My Father Was A Lunatic

Dentist Riot

Fig. 1

And still is. And, he’d agree. Happily. During his speech at my wedding, he extracted a long-ago Father’s Day card, from me, from his suit pocket, which I had forgotten until that moment. In it, I had quoted Spike Milligan. My father, with great relish, read said quote: “My father had a profound influence upon me. He was a lunatic.” I adore my father. That’s him (see Fig. 1), snoozing with a teddy bear at a family friend’s party several years ago. When things are going well, one of his favourite sayings is “life wasn’t meant to be this easy!” with a feigned tone of astonishment.I was reminded of this last week when I read a rather radical statement in the thought-provoking book Intentional Parenting. The author, Dr Yvonne Sum, asks us to “imagine what it would be like to believe that life is easy.” She suggests that we “have been indoctrinated to believe these rules:

  • Life is bitter.
  • Suffer for your art – or else it’s not worth it.
  • Honest living comes from good hard work.
  • We work to live, we live to work.
  • Easy come, easy go.
  • It’s too good to be true.

… If your reality is to believe life is hard, evidence justifying that in your life validates the rule. Each event reinforces your belief that it is so – and you make decisions according to that reality. To change your reality, you must change the rules you live by.”

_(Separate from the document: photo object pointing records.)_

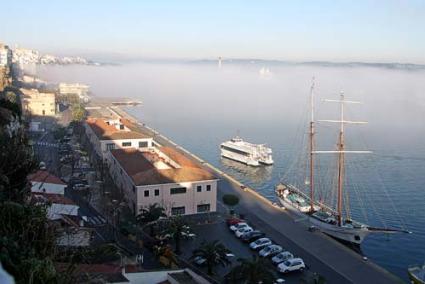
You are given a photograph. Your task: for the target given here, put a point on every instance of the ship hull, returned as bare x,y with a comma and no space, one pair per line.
345,234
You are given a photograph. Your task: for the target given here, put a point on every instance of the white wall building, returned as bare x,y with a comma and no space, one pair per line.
165,176
108,134
44,182
5,55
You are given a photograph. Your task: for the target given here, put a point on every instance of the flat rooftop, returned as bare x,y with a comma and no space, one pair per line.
166,166
106,129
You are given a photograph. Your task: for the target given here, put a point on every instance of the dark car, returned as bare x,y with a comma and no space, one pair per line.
234,221
252,236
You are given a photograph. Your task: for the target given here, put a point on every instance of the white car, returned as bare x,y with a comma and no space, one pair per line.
260,243
238,226
270,250
242,231
293,264
281,257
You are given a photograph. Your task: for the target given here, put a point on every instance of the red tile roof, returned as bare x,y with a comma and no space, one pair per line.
46,177
143,172
105,131
54,198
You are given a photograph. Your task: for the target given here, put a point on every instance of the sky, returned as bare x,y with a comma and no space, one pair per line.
370,31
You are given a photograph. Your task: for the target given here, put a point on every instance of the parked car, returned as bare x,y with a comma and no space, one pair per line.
293,264
270,250
252,236
233,221
80,186
199,260
242,231
42,166
260,243
281,257
238,226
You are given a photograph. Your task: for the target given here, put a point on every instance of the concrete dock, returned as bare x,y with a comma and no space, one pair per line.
324,255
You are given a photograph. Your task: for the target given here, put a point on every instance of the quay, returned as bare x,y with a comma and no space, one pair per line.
331,259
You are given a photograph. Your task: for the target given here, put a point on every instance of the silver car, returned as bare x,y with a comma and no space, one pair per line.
270,250
282,256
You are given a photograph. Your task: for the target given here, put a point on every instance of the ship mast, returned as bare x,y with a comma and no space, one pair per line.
312,147
341,151
341,162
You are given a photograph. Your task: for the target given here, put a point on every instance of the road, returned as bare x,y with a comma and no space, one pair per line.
324,255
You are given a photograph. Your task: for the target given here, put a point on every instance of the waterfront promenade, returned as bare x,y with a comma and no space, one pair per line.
336,262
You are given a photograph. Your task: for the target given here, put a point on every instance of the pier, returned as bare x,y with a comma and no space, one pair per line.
335,261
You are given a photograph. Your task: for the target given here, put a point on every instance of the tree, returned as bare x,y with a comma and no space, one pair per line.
251,271
214,253
77,112
176,226
149,215
230,200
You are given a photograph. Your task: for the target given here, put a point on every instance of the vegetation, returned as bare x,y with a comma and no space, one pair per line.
176,225
230,200
78,112
214,253
27,240
149,215
251,271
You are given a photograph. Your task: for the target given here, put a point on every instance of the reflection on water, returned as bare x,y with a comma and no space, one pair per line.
200,106
255,175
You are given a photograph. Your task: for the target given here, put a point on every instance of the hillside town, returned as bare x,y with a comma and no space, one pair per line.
115,201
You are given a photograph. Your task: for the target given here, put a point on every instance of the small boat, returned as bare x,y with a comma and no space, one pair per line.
417,274
244,152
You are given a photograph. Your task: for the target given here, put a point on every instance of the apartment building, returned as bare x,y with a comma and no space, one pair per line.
106,134
36,103
165,176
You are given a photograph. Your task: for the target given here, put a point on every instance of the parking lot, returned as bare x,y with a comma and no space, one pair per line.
219,230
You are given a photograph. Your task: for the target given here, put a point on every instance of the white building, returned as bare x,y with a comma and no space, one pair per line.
5,55
44,182
23,56
165,176
108,134
80,90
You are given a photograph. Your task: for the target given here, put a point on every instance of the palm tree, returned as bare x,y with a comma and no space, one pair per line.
149,215
214,253
176,226
251,271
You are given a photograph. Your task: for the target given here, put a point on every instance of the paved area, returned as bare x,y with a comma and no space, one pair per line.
336,262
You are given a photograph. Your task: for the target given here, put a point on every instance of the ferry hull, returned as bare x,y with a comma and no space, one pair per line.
350,235
240,159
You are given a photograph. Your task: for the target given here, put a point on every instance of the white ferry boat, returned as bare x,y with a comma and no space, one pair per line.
251,154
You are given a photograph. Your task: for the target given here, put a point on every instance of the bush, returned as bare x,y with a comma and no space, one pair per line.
230,200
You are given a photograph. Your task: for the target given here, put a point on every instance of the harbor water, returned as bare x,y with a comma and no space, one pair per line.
199,105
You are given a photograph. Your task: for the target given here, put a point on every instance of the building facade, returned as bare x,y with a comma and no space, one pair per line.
164,176
109,134
36,103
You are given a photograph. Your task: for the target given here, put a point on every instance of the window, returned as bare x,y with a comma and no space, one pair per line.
143,144
178,190
235,151
203,208
178,210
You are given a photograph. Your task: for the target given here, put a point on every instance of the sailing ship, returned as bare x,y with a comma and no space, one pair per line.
244,152
331,221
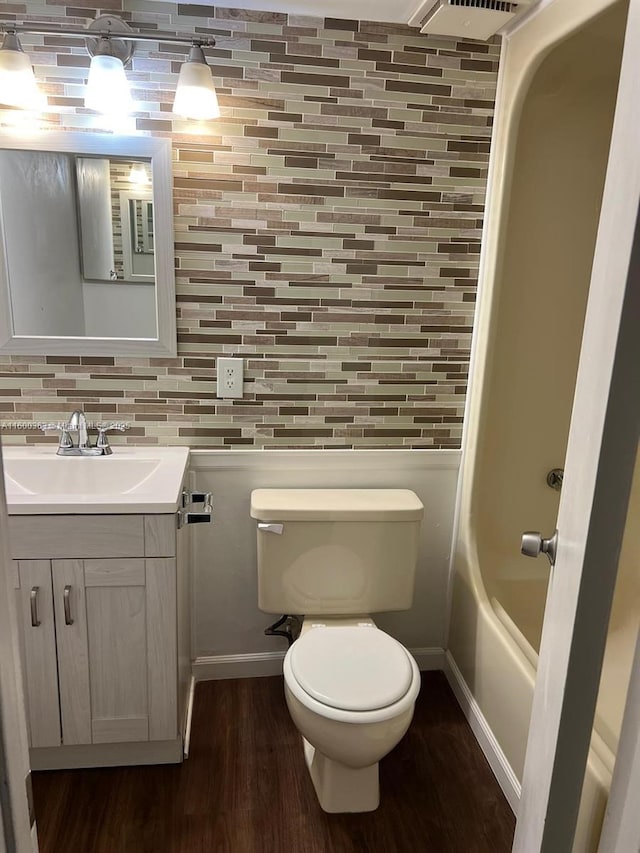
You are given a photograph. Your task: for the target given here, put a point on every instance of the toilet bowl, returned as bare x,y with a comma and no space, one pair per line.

In other words, it is our learned attitudes and thought processes that make life more difficult and complicated and prosaic than it should or needs to be. I am convinced the universe lead me to this book and this idea after my crabby mood and subsequent vent last week. I was presented with just the opportunity and inspiration for the attitude adjustment I needed.

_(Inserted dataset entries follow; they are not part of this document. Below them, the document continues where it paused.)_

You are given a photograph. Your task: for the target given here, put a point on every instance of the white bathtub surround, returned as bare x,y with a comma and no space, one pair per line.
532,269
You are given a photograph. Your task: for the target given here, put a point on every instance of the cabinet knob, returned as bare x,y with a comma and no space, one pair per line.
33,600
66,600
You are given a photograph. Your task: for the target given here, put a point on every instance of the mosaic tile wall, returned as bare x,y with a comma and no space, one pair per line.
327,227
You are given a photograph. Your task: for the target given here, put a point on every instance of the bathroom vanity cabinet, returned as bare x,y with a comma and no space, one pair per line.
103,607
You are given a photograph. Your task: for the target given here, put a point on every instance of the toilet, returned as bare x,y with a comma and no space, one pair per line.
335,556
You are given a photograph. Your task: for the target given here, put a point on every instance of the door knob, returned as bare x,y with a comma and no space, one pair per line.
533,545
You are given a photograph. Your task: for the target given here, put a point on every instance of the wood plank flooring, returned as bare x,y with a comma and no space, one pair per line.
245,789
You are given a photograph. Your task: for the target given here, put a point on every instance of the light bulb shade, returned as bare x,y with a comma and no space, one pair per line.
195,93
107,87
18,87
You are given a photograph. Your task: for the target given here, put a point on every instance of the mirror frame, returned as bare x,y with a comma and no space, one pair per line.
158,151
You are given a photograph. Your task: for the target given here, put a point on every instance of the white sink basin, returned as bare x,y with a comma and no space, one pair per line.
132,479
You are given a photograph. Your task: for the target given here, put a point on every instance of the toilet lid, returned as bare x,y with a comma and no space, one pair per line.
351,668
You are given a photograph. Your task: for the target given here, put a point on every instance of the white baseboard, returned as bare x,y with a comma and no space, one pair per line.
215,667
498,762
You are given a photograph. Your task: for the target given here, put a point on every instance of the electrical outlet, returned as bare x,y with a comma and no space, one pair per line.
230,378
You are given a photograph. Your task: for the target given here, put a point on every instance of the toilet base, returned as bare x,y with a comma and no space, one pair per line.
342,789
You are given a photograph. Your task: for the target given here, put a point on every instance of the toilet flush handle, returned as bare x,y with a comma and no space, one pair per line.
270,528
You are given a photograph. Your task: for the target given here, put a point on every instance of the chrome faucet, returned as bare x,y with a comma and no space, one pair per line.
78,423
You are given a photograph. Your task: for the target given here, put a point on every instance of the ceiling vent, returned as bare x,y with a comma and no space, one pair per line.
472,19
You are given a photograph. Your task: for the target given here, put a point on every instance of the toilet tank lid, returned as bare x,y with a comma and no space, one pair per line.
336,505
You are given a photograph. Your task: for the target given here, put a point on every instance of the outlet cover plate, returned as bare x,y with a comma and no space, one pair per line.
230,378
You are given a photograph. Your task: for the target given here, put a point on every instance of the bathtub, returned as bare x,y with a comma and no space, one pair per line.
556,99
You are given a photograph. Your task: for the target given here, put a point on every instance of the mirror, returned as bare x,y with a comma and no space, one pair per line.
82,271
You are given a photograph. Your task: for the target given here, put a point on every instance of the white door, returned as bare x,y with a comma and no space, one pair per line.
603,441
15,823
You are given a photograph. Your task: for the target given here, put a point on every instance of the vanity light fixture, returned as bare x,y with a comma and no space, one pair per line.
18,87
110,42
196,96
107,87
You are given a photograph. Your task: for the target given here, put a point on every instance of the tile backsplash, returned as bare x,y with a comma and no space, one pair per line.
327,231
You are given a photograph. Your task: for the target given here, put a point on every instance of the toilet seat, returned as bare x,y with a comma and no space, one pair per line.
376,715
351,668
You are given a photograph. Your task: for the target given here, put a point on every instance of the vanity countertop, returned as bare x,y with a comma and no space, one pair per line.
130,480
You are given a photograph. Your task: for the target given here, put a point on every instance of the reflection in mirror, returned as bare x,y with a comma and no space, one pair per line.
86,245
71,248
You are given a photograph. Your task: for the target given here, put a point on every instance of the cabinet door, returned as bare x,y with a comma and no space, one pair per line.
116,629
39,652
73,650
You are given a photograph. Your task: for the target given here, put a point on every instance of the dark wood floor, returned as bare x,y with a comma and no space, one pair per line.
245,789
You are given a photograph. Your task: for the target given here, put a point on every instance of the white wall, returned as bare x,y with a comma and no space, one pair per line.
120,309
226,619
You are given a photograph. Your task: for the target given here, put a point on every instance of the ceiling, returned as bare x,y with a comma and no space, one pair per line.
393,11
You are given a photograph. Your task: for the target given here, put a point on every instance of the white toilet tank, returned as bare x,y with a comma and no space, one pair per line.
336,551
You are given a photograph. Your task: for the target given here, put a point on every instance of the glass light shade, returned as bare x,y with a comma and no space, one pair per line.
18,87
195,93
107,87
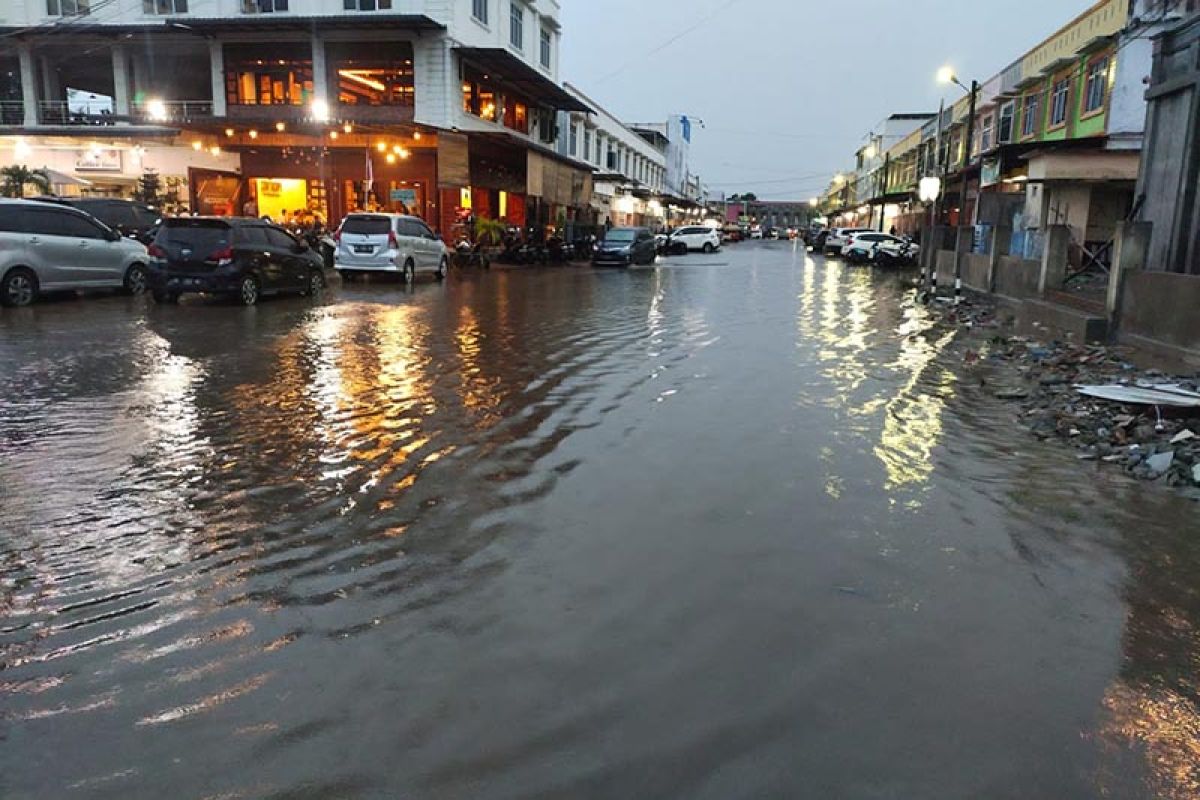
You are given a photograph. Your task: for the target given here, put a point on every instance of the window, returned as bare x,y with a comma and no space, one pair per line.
1095,88
371,74
545,48
985,131
165,6
1059,98
1005,133
516,25
66,7
268,76
1030,115
263,6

My life is easy. I am one of the luckiest people I know. Of course I have experienced suffering and tragedy. I do not think it is realistic to maintain a state of ecstatic joy during every life experience. However, quite simply, I can now see last week’s mental funk for what it was – a relapse into my old, habitual pessimism and melancholy. When I made the conscious decision at the beginning of the year to fall in love with life again, I knew it would require work, attention, reflection and, above all, action, and I knew it would not happen instantly. I choose to apply two of my new rules, gratitude and self-compassion, and sally forth.

“To me alone there came a thought of grief:

A timely utterance gave that thought relief,

And again I am strong.

No more shall grief of mine the season wrong.”

– William Wordsworth, Intimations of Immortality

PS – My father’s favourite song is the Monty Python classic, Always Look on the Bright Side of Life Apt, non?


8 responses to “My Father Was A Lunatic

  1. Your dad sounds great. Am following your struggle with melancholy closely as I am a lot like you in this regard. Take it easy and be kind to yourself, you are a good woman.

    • He is a wonderful, hilarious, unusual man. Re melancholy, it is something that has aways been a part of who I am, even from quite a young age. I feel things, good and bad, very deeply, and find it difficult to “let go”. I do not think it is something to be ashamed of, or to quash completely. Part of my “journey” this year is learning how to acknowledge it, feel it, and then move past it again and not lose sight of the wonder and beauteousness of life, which I was realy in danger of doing last year. xx

  2. The old power of the mind, of the right attitude – reminds me of some Ghibran: “Your living is determined not so much by what life brings to you as by the attitude you bring to life; not so much by what happens to you as by the way your mind looks at what happens.” This puts you in the drivers seat.